On a normal day I was home minding my business, handling some computer job for my brother when my front porch camera alerted me to movement. By it being five in the morning, I was on edge. When I pulled up the monitor, my screen immediately showed a figure sitting on the top step like he owned it, tossing back a bottle. Luckily I recognized the figure or else I would’ve gone out there and tuned his ass up. I wasn’t the pop up on me type and anybody who knew me knew it.

I opened the door, and there he sat, back to me, but his drunk ass apparently heard it open, because he spoke before I could ask what the hell he was doing here.

“Knew you were up, son. Never been the type to sleep.” He spoke like he knew me. He didn’t know anything about me or my brother. Ross had never stuck around long enough.

“What the fuck you doing here?”

He sipped from the pint in his hand before glancing over his shoulder at me. “I’m dying.”

“Good shit. You still haven’t told me why you here.”

He laughed dryly. “I deserved that.”

“And a lotta other shit. I’m sure you ain’t here to tell me ’bout your diagnosis. ’Cause if you are, I’on wanna hear it.”

“You have a brother.”

“No shit, drunk ass fool. His name is Reminisce.”

“Not him. Dimitri. They call him God back home.”

This was news to me. Because as far as I knew, my brother and I were the only offspring of his drunk ass sack. Back in the day I heard my pops was somebody in the streets, but life happened and karma caught that ass.

“And a sister. Jade. She looks just like my mother from what I remember.”

“What the fuck do you mean, Ross?”

“Exactly what I said. I wasn’t in their life either.” He took another sip from the brown liquor and I wanted to kick his drunk ass in his back, but I didn’t. I instead stepped out onto the porch, eyes burning a hole in the back of his head.
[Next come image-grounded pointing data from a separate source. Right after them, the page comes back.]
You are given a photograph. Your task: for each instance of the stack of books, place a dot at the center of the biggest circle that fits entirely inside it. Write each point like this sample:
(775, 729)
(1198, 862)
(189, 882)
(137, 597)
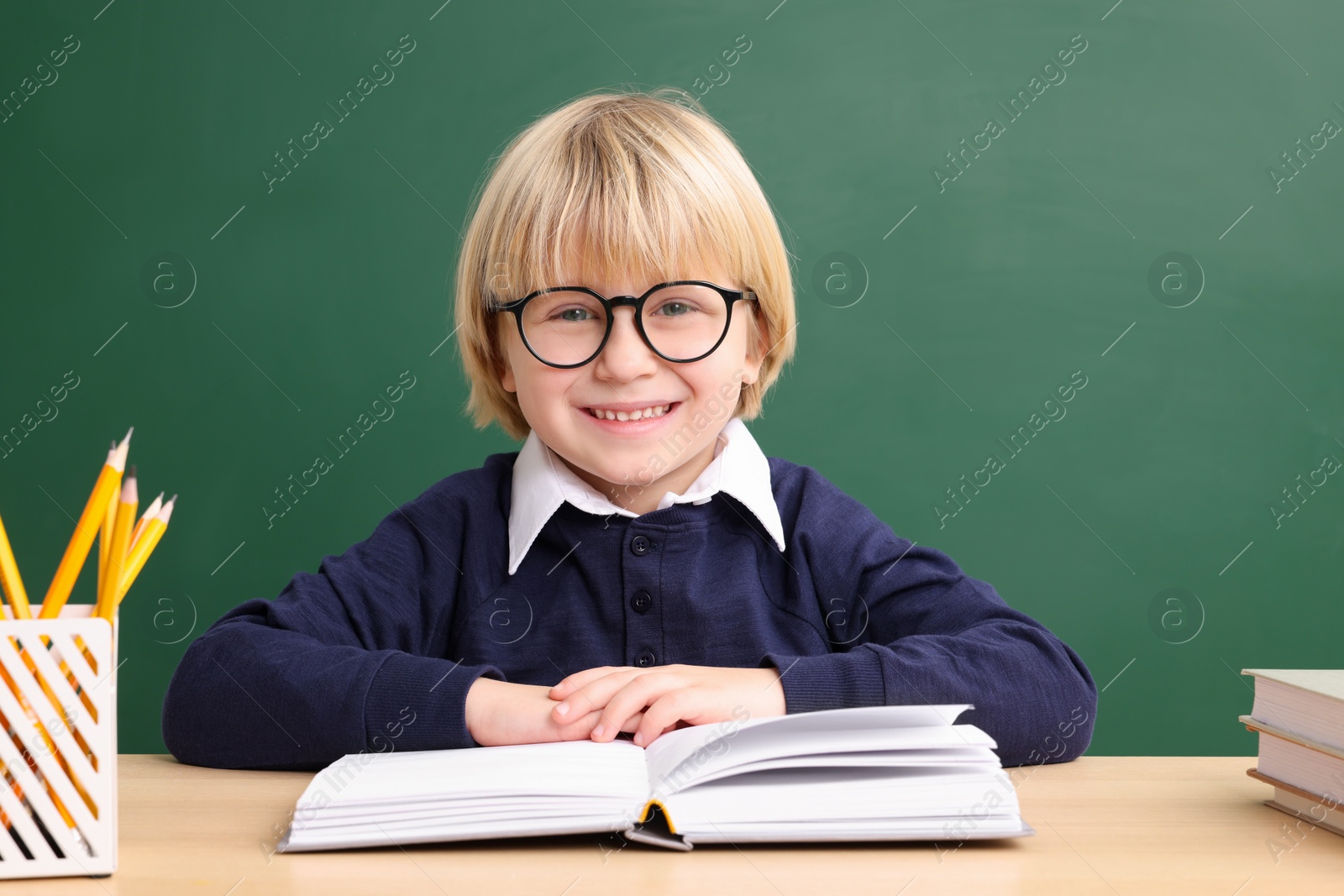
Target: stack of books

“You say that like you want a cookie or something.”

“I don’t. I just wanted you to know before I die, you have two other siblings out there, possibly three.” He laughed like any of this was funny. Ross had never been a fixture in me or my brother’s lives but the audacity of this fool to pop up to my spot dropping gems.

“They got your last name too?” I asked, barely keeping my anger at bay.

“Nah. Their folks gave them theirs. Hines or something like that.” He almost sounded disgruntled. “Oh and their mother’s sister might’ve had one for me too. I don’t know his name. It was a mistake; she could’ve rectified it.”

I had heard enough. “Aight, now get your drunk, half-dead ass off my property.”

My eyes popped open quickly, and at once I was back in the present, in my office in a room that I had no say-so indecorating. Jade had done everything and made sure I was sent the bill when she finished.

That was the last conversation I had with Ross before we came here. That night I called my twin Reminisce, the only fool I knew who got less sleep than me. Who knew, after doing my own research, the moment I told him they existed we’d be on the first thing smoking to a city we didn’t know anything about. It was supposed to be a quick visit but became more.

We got here, and the city grew on us, him more than me. Long story short, we decided to settle down here. It was somewhat of an easy decision because neither of us fucked with Ross. For as long as we had been alive, we only had our mother and grandmother. Mom died a few years back, and Grandma ten years before her, so nah, there was nothing there for us. Now, almost a year later, I had opened my own business and was looking to open a second location on the outskirts of the city. I owned a gentleman’s club that not only sold what was needed, but also pastries. I’d gotten the idea one day in the middle of my kitchen going through my grandmother’s recipe box. She left me that shit even though I didn’t do any type of baking. Long story short, I put her recipes to good use in my club.